Seketika itu, Sakura langsung lunglai ke tanah dan menangis sejadi-jadinya. Ia sangat bersyukur pada Tuhan karena dengan begitu ada kemungkinan Naruto masih hidup. Walaupun tak ada seorang pun yang tahu dimana Naruto berada saat ini.
Sakura hanya berharap tim investigasi dapat menemukan petunjuk yang bisa mengantar mereka ke tempat dimana Naruto berada.
Di luar sana, langit senja terlalu dini berganti kelabu. Di sambut derasnya hujan. Diterpa dinginnya angin senja yang mengganas. Karena itu Sakura enggan pulang ke rumahnya.
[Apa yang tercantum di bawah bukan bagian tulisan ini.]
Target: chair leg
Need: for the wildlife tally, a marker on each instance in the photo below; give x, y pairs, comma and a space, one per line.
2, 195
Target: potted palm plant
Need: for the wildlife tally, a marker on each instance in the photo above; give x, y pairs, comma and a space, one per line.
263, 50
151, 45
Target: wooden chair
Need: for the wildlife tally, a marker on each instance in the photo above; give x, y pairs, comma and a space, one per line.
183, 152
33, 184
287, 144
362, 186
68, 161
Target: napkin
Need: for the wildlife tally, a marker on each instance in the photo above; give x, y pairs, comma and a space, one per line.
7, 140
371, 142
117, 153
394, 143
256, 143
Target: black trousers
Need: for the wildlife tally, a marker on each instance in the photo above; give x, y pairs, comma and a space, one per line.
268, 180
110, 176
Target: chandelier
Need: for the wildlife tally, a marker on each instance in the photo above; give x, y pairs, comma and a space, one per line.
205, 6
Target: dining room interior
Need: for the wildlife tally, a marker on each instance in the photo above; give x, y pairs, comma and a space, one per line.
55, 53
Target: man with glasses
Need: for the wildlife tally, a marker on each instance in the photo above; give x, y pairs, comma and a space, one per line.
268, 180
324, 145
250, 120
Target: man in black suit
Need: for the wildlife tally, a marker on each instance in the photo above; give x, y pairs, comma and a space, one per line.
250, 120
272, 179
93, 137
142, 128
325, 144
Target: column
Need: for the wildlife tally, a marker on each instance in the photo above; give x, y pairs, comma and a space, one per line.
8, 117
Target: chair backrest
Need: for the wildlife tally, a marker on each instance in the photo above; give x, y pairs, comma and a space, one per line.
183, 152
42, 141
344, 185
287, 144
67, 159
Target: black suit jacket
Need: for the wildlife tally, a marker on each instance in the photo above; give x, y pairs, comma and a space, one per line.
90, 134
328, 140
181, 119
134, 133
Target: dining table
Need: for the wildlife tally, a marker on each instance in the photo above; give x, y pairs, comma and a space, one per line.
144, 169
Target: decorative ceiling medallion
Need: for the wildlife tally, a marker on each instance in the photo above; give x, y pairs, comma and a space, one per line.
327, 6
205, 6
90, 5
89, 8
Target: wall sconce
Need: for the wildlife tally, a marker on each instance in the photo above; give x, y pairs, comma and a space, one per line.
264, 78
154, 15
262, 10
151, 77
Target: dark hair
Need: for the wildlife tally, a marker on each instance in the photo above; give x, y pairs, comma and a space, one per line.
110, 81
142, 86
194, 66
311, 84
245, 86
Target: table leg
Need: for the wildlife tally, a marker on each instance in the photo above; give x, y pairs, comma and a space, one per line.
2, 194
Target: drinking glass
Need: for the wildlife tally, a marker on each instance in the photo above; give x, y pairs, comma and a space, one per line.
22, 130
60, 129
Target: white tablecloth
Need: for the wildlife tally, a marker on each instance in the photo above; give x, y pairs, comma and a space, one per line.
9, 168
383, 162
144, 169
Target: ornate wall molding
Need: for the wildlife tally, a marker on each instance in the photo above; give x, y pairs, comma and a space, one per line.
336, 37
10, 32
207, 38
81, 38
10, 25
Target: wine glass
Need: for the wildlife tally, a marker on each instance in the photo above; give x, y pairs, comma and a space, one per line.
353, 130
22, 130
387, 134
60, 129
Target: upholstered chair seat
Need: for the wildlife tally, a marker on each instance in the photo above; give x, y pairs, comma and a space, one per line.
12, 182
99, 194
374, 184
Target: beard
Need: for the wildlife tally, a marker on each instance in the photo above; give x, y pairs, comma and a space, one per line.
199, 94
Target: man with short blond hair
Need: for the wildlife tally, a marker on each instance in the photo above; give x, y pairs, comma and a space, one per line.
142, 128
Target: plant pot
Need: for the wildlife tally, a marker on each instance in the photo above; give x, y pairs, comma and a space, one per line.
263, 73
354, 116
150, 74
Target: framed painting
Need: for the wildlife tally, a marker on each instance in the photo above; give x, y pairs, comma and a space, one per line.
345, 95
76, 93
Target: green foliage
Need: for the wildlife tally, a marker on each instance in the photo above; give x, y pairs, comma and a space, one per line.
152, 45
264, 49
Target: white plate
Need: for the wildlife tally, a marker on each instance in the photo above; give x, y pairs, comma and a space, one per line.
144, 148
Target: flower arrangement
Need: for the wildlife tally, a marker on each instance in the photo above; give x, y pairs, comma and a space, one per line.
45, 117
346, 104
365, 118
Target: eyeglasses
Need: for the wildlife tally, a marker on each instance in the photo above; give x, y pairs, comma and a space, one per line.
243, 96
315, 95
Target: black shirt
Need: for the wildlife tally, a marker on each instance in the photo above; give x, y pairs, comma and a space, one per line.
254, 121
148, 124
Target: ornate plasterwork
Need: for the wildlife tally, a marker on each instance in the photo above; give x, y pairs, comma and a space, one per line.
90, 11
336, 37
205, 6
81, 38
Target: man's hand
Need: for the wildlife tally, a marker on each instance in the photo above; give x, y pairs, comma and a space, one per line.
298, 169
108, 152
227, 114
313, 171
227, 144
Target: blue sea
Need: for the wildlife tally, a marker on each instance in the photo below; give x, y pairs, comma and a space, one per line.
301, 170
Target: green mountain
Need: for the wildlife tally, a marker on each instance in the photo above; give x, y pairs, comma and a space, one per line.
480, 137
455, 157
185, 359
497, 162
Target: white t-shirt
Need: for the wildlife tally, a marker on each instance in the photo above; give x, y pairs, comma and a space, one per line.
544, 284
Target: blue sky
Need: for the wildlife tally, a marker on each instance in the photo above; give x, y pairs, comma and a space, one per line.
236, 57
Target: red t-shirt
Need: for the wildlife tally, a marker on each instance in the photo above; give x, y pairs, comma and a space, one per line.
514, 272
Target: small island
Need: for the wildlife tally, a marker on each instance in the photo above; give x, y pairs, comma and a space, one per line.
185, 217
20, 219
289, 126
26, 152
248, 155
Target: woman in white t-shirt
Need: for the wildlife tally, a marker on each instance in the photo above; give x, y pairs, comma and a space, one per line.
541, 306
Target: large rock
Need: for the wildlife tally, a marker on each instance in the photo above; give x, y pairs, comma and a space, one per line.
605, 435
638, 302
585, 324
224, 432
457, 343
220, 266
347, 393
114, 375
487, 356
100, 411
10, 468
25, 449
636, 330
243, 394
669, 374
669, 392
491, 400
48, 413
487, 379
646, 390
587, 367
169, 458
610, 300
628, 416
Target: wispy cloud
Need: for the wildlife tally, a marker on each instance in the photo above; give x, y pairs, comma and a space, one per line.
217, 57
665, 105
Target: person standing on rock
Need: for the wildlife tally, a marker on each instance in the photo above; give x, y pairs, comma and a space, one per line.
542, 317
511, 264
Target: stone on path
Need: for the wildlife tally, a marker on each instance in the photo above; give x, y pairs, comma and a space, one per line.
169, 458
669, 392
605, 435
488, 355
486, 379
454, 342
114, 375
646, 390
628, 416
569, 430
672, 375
Ia berjalan perlahan, menelusuri koridor rumah sakit Konoha.
Langkah kakinya membawanya pergi ke ruangan bawah paling ujung, yang berdekatan dengan taman rumah sakit.
Kamar nomor 7. Di sanalah Uzumaki Naruto, teman baiknya dirawat. Di sana ia selalu merengek untuk dibelikan ramen oleh Sakura. Di sanalah malapetaka itu terjadi. Sakura sangat menyesal, kalau saja malam itu ia langsung pulang ke desa mungkin kejadiannya akan berbeda.
Sampai di depan pintu, Sakura lalu melenggang masuk ke dalam. Kamar itu terlihat rapi, padahal kemarin yang ia dengar ruangan ini sangat berantakan akibat serangan Madara.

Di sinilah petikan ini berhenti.